Sometimes doing what is right for ourselves can be the hardest thing in the world to do.  Why is that?  Deep down we may know, or have a gut feeling about what is best, but we just can't let ourselves go there.  I think for competitive endurance athletes this is especially true. The nature of endurance sport compels us to forge ahead, to keep moving, follow the plan.  So when it becomes too much it can be hard to differentiate between appropriate stress and over-stress.  I think right now I am in a state of over-stress.  I feel lethargic and down much of the time.  I have a couple good days of training, then don't want to move from horizontal for 3 days straight. My performance has been less than expected, I'm moody and out of sorts.  (I did see my doctor and we have some blood work pending, just to be sure.) So why do I keep doing all the training and racing if that is what's causing me to feel so bad? I think for the past couple of months I have been hoping things would turn around.  Hoping I just need a week of good nutrition and sleep, that it was just the last week of hard training and I would recover after a couple easy days. But that recovery hasn't come.  I'm more tired and cranky than ever, and even the thought of riding doesn't appeal to me, much less doing a race. So I've decided to end my season now and forgo my last two planned mountain bike races of the year.  It is really sad and a hard thing for me to give up. I believe what I gain in return will be greater and I will be happier, stronger, healthier and better for it.

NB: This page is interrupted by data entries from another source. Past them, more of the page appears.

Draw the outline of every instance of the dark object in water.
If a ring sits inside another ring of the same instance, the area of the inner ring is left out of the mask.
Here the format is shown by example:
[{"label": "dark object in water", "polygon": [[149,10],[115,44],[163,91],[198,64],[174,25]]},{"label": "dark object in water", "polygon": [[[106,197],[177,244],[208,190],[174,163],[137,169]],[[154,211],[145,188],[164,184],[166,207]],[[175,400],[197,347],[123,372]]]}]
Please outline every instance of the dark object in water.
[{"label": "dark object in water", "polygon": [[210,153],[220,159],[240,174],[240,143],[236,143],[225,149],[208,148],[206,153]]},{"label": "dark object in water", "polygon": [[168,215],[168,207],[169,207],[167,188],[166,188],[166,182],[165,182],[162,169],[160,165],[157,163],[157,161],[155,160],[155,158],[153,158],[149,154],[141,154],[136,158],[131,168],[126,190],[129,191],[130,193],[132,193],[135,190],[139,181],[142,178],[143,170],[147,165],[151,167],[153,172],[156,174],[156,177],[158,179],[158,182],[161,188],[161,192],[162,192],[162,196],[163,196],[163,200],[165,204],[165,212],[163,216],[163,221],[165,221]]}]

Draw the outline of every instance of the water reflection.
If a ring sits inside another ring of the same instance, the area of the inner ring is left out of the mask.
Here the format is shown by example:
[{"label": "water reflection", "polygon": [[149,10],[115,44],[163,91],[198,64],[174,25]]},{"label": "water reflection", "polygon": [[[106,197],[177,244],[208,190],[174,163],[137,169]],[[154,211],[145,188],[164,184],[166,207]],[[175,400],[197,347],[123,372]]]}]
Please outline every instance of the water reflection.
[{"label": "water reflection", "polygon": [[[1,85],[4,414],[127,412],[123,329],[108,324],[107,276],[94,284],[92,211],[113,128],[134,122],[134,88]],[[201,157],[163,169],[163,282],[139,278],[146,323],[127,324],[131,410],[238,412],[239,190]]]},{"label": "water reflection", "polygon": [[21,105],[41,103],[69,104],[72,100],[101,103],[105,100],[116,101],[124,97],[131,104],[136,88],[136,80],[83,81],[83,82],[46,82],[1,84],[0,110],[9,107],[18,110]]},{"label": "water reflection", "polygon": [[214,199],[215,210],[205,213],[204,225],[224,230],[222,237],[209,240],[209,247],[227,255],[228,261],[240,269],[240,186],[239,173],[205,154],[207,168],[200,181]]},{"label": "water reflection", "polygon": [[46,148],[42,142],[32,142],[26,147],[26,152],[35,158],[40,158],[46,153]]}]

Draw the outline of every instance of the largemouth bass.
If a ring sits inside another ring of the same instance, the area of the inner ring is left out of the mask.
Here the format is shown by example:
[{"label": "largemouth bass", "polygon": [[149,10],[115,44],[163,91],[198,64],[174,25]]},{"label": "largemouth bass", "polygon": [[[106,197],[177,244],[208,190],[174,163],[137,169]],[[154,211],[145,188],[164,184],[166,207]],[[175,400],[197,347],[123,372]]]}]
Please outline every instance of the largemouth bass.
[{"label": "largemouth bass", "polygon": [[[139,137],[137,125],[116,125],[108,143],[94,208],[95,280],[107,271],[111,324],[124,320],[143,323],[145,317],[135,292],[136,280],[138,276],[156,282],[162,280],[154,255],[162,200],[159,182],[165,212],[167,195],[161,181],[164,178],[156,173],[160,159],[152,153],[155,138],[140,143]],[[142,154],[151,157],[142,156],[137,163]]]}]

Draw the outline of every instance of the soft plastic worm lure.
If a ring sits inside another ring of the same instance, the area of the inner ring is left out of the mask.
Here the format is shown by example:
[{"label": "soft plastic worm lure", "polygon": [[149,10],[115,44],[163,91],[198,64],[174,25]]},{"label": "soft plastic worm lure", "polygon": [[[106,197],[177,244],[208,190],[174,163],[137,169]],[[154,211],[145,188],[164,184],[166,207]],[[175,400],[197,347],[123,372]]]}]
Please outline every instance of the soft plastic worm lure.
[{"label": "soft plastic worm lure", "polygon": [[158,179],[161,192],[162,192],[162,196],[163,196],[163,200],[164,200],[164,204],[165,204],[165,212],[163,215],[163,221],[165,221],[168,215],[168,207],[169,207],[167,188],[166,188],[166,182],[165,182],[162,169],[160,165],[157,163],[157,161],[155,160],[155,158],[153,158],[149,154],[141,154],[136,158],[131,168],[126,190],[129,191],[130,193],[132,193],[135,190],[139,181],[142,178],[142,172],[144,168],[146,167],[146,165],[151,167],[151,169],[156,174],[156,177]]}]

Saturday, September 20, 2014

Curve Ball



Funny how life throws us curves.  Not “ha-ha” funny but “that’s kind of weird how that happened” funny.   I guess the very nature of a curve ball is that it is unpredictable.   It upsets the balance, throws off the equilibrium and changes the course of things. For the last 9 months I’ve felt as if I have been trying to right myself from the effects of such a curve ball.   
Sometimes when we are lost we hold on to the familiar because it is what we know.  It is a comfortable touchstone that helps us find our way.  The familiar is easy when we don’t have mental energy or insight to know how to do anything else, a default setting for our brain.  My brain has been set to default since January, when my dad died unexpectedly.  The grief that came with his death has changed me in a way I never could have predicted. I continue with what I know; training and racing and travel and bikes and training and racing and more training.
It is a rough place to be in, when what sustains you is no longer fulfilling. That is where I find myself now, at the end of the 2014 race season, unfulfilled by racing and uncertain of what to do about it.  This has been a less than stellar year for me in many ways.  I guess if you race long enough there will be bad years.  The good thing is a bad year can help one prioritize and re-set.  Next year I will mix things up, try some different types of events.  I look forward to new adventures, new experiences, and a fresh start in 2015.  For now there are still a few months left in 2014, and I will do my best to make the most of them.